Transient kinetics of aminoglycoside phosphotransferase(3′)-IIIa reveals a potential drug target in the antibiotic resistance mechanism (2025)

Highlights

► APH(3′)-IIIa is a bacterial kinase responsible for antibiotics resistance. ► Release of ADP is the rate limiting step of Kanamycin A phosphorylation. ► An ADP-enzyme complex is the main steady state intermediate. ► A strategy to prevent the phosphorylation of aminoglycosides is uncompetitive inhibition. ► A good target for uncompetitive inhibitors is the ADP-enzyme complex.

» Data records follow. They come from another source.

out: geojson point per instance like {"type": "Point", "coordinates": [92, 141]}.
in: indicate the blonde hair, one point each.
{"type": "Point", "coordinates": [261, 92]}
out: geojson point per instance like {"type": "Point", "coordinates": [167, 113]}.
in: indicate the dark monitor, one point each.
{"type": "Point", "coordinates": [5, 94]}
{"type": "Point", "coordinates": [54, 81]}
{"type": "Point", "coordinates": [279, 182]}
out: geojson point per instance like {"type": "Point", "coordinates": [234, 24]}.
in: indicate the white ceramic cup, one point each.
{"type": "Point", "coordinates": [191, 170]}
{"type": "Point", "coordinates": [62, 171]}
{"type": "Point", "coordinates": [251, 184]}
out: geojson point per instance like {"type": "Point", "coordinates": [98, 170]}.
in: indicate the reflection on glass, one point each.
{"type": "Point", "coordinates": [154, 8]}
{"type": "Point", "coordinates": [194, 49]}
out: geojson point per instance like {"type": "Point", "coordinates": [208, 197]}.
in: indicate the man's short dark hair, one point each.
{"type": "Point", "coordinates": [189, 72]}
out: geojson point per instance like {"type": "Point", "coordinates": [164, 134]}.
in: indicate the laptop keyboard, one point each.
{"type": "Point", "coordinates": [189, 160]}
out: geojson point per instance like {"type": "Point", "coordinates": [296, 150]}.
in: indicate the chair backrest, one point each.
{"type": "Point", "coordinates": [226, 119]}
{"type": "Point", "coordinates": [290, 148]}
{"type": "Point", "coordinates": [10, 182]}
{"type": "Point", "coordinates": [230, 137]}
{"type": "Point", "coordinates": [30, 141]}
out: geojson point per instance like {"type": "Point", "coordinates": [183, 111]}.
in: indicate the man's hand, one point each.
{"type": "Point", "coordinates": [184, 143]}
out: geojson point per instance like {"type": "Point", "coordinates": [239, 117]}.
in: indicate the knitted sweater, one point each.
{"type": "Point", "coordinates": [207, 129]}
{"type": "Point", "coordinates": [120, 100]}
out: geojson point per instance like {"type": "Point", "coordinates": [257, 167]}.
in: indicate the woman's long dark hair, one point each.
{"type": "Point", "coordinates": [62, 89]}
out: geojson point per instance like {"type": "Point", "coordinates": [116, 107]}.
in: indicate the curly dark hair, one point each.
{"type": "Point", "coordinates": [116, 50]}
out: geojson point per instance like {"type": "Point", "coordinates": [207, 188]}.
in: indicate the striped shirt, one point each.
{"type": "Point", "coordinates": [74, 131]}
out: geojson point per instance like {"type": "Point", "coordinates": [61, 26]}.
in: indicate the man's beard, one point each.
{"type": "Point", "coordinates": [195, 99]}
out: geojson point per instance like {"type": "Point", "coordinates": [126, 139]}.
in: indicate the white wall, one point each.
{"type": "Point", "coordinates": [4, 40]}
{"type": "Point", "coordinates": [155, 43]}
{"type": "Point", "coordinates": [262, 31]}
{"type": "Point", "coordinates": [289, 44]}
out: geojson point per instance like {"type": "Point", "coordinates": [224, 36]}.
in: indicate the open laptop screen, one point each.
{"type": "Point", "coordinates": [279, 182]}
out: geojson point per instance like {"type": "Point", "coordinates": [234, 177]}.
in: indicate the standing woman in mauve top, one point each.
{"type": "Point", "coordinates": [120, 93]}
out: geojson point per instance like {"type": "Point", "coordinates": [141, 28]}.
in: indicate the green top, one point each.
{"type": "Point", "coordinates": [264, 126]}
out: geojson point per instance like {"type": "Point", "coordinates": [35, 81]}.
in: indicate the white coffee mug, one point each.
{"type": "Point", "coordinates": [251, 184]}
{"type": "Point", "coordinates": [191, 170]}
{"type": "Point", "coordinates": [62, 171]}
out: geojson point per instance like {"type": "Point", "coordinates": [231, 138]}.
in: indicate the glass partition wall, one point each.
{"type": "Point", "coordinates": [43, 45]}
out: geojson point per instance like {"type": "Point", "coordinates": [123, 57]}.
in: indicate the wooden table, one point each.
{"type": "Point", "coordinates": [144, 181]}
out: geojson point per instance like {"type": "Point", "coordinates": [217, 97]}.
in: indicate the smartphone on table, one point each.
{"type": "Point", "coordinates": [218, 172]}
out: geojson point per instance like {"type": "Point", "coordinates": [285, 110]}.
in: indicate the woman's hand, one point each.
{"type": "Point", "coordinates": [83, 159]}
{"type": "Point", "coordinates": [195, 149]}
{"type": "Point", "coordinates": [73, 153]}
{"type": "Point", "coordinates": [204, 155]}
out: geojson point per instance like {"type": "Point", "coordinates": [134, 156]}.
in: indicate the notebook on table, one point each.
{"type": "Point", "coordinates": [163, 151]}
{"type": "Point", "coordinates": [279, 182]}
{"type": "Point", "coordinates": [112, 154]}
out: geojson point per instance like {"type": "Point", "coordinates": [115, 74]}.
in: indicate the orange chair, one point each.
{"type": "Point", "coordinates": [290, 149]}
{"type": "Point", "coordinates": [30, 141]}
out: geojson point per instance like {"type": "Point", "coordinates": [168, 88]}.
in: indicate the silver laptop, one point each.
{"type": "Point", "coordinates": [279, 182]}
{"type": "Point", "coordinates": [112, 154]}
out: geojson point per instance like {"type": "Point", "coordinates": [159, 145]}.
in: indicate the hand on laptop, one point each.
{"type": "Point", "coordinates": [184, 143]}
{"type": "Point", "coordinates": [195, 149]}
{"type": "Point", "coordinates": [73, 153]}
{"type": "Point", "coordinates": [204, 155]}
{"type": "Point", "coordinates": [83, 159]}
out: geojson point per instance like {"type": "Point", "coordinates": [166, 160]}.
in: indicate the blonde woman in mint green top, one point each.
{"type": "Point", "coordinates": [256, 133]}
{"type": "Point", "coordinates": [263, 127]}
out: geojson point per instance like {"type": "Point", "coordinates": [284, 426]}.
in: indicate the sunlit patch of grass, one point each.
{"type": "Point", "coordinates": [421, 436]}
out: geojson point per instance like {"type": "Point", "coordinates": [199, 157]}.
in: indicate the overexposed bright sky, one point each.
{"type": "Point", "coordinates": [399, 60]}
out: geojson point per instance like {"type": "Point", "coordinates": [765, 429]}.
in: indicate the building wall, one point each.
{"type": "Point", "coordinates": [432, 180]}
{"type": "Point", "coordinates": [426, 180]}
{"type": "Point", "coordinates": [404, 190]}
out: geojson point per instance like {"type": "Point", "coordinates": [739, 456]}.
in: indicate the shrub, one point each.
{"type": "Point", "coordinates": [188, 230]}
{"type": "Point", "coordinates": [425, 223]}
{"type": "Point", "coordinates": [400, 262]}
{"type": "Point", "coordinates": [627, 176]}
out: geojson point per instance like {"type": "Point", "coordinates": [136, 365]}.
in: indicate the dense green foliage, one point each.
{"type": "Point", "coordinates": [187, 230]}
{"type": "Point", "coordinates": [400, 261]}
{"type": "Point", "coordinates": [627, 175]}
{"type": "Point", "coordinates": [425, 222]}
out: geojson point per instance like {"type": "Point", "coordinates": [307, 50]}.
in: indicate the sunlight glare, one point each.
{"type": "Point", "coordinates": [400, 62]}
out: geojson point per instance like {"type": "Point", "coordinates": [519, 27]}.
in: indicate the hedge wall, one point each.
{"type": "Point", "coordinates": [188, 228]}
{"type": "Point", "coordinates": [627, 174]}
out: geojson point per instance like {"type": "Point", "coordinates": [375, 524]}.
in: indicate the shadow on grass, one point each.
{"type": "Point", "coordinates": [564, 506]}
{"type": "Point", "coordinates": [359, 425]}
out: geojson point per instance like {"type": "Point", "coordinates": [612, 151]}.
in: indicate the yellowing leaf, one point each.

Abbreviations: APH(3′)-IIIa, aminoglycoside phosphotransferase(3′)-IIIa (EC 2.7.1.95); KanA, kanamycin A; MDCC-ParM, ParM labeled with N-[2-(1-maleimidyl)ethyl]-7-diethylaminocoumarin-3-carboxamide

Keywords: Quench flow, Stopped flow, Pre-steady state kinetics, Uncompetitive inhibition, Abortive complex, Dead end product

Abstract

Aminoglycoside phosphotransferases are bacterial enzymes responsible for the inactivation of aminoglycoside antibiotics by O-phosphorylation. It is important to understand the mechanism of enzymes in order to find efficient drugs. Using rapid-mixing methods, we studied the transient kinetics of aminoglycoside phosphotransferase(3′)-IIIa. We show that an ADP-enzyme complex is the main steady state intermediate. This intermediate interacts strongly with kanamycin A to form an abortive complex that traps the enzyme in an inactive state. A good strategy to prevent the inactivation of aminoglycosides would be to develop uncompetitive inhibitors that interact with this key ADP-enzyme complex.

1. Introduction

Bacterial resistance to antibiotics is a major concern in medical treatment. Bacteria have evolved several mechanisms to combat antibiotics [1]; these are often enzyme systems that are expressed upon antibiotic challenge. A strategy for combating bacterial antibiotic resistance is to develop drugs that inhibit specifically these enzymes. This is not an easy matter: as pointed out by Duclert-Savatier et al. [2], to evaluate the pharmacological or medical importance of an enzyme, one must have a clear understanding of its function and, especially, its reaction pathway and mechanism of action. As an example, this understanding is important for the rational design of inhibitors of enzymes such as the aminoglycoside transferases that certain bacteria produce to inactivate aminoglycoside antibiotics [3]. Cornish-Bowden [4] proposed that uncompetitive inhibitors, that is to say inhibitors that interact specifically with an intermediate on an enzyme reaction pathway, are especially powerful inhibitors. Thus, he proposes that once the enzyme has started to turn over, such inhibitors have a catastrophic effect on its activity.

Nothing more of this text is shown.